Parents around the world speak to their babies little differently than they do with anyone else. There is actually a term for it. It’s called “parentese.” According to a new study from the Institute for Learning & Brain Sciences, or I-LABS, at the University of Washington, researchers found that when parents talked to their babies in “parentese” it could help them develop their language and social skills at an accelerated rate.

Mom and Baby

Usually without realizing it, parents start speaking parentese when they adopt simple grammar and words while also using exaggerated sounds. Researchers examined how parent coaching about the value of parentese affected adults’ use of it with their own infants, and demonstrated that increases in the use of parentese enhanced children’s later language skills.

The study, published online on February 3 in the Proceedings of the National Academy of Sciences, finds that parents who participated in individual coaching sessions used parentese more often than control-group parents who were not coached, and that coaching produced more parent-child “conversational turns” and increased the child’s language skills months later.

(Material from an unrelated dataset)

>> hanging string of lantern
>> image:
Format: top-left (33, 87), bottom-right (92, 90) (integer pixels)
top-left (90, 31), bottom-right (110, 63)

“We’ve known for some time that the use of parentese is associated with improved language outcomes,” said Patricia Kuhl, I-LABS co-director and professor of speech and hearing sciences at the UW. “We now think parentese works because it’s a social hook for the baby brain — its high pitch and slower tempo are socially engaging and invite the baby to respond.”

In a previous study conducted in 2018, I-LABS researchers tracked use of parentese among adults and their 6-month-old infants, and found that babies whose parents participated in parentese coaching sessions babbled more and produced more words by age 14 months than infants whose parents were not directed in the technique.

The new study showed that children of coached parents produced real words such as “banana” or “milk” at almost twice the frequency of children whose parents were in the control group. Parent surveys estimated that the children’s 18-month vocabulary averaged around 100 words among children of coached families, compared to 60 words among children in the control group.

Kuhl added, “Language evolved to facilitate the social communication skills that are essential for survival of the species. In this study, we observe firsthand how parents’ language and social engagement can promote baby’s initial responsive coos, which become words, and then sentences — educating infants in the art of human communication.”